Viele Frauen machen nebenher kleine Hilfsarbeiten wie Borten oder Knöpfe für die Djellabas oder gehen putzen.

Jetzt sag, latino, wie können diese Schwierigkeiten gelöst werden? Der König, den Du glaube ich nicht magst, müsste alles auf einmal machen. Es müssten ein Arbeitsrecht geben, ein besseres SChulsystem, ein Ausbildungssystem mit IHK. wie kann man das bewerkstelligen? Ich glaube nicht, dass es schnell gelöst werden kann.
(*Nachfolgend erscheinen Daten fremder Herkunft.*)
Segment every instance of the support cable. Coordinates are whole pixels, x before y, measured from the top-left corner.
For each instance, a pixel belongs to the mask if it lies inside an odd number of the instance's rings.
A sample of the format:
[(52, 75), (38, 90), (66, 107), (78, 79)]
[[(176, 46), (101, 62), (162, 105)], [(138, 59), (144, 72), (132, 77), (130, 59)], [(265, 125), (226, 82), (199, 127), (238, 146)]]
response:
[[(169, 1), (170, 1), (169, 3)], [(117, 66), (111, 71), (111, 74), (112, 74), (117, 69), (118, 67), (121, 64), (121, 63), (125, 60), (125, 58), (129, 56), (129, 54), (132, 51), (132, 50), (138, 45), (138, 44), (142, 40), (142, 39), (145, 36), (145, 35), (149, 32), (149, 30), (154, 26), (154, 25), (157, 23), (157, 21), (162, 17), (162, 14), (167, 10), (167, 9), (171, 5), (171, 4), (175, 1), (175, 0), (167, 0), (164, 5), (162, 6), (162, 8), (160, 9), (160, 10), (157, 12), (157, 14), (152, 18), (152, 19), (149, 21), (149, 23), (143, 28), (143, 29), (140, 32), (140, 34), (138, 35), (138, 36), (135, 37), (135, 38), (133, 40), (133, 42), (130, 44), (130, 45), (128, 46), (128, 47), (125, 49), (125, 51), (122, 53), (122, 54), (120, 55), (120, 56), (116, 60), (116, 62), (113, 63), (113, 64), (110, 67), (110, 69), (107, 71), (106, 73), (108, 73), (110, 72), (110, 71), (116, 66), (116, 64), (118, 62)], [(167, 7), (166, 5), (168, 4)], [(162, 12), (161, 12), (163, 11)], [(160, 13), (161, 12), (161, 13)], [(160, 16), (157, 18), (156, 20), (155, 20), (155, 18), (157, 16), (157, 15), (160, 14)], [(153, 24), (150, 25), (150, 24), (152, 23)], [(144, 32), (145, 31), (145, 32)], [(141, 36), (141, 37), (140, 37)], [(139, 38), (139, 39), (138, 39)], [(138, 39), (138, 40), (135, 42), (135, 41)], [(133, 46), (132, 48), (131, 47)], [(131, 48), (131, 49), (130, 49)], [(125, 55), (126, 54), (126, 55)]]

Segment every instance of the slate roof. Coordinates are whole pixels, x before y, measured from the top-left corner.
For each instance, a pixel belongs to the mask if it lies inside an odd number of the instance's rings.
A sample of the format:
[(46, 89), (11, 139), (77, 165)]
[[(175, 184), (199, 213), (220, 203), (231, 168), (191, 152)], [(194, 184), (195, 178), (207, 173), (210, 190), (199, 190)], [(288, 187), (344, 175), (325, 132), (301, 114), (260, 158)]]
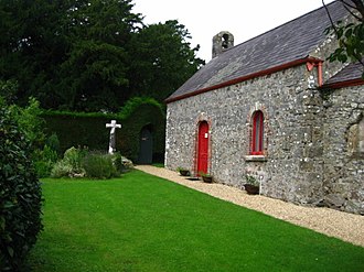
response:
[[(339, 1), (326, 6), (335, 22), (347, 15)], [(324, 40), (324, 30), (331, 25), (322, 7), (289, 21), (261, 35), (238, 44), (200, 68), (175, 90), (165, 102), (199, 94), (248, 75), (303, 59)]]

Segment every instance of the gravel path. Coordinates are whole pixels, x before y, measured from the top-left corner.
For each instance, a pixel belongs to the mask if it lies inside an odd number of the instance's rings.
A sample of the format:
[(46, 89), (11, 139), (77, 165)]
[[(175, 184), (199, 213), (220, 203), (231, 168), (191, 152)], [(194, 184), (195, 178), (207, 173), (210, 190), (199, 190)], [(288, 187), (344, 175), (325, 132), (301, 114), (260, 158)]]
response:
[(265, 196), (251, 196), (245, 191), (223, 184), (189, 181), (176, 172), (167, 168), (150, 165), (139, 165), (136, 168), (226, 202), (364, 247), (364, 216), (329, 208), (303, 207)]

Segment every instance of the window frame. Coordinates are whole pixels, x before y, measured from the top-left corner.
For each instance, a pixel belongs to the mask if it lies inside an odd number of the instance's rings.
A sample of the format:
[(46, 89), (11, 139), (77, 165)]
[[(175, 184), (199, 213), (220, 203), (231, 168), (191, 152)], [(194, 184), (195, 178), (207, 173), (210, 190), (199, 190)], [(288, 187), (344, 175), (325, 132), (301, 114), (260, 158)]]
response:
[[(264, 113), (261, 110), (256, 110), (251, 117), (251, 144), (250, 144), (250, 155), (264, 155)], [(258, 146), (257, 146), (258, 145)]]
Sicherlich würden auch viele Politiker und Lobbyisten solche Neuerungen blockieren.

Wenn nun ein Marokkaner ( wie ein Freund von uns), der klug, strebsam und korrekt ist, hört, dass es in Deutschland, Österreich, Schweiz mit rechten Dingen zugeht, dass man relativ gerecht behandelt wird und weniger Vetterleswirtschaft herrscht, wenn er eine reelle Chance sieht, dass sich Fleiß und Ehrlichkeit bezahlt machen, dann will er dorthin. Das ist doch klar.
Ein anderer, der weniger fleißig und korrekt ist, will vielleicht ein schlaueres Leben führen und tut dies anhand einer Europäerin, die von romantischer Liebe träumt ( die sie in der Regel von einem nüchternen Deutschen nicht bekommt), die er bezirzt.
Es gibt tausend unterschiedliche Fälle, das macht es ja so schwierig, zu urteilen. Wer mag schon BEtrüger und Faulenzer? Wohl keiner.
Natürlich ist es richtig, dass wahrscheinlich die Leute hier bleiben würden, wenn es andere Perspektiven gäbe.
Wusstet ihr, dass der deutsche Staat sogar neue Einwanderung wünscht? Das deutsche Volk schrumpft, weil zu wenig "Gebärmaschinen zur Befruchtung geprügelt werden" wie ethomas so zartfühlend äußerte und deshalb wird eine Aufstockung benötigt. Die Sozialleistungen nimmt man wohl in Kauf und rechnet mit der nächsten Generation.
Vielleicht wünscht auch Marokko mehr Auswanderung? Wer weiß? Es gibt viele junge Leute und die Gastarbeiter greifen Marokko enorm unter die Arme durch die finanzielle Unterstützung aus dem Ausland.

Also wie gesagt, ich spreche hier nur als Laie und gebe das wider, was ich erlebe und von den Leuten höre.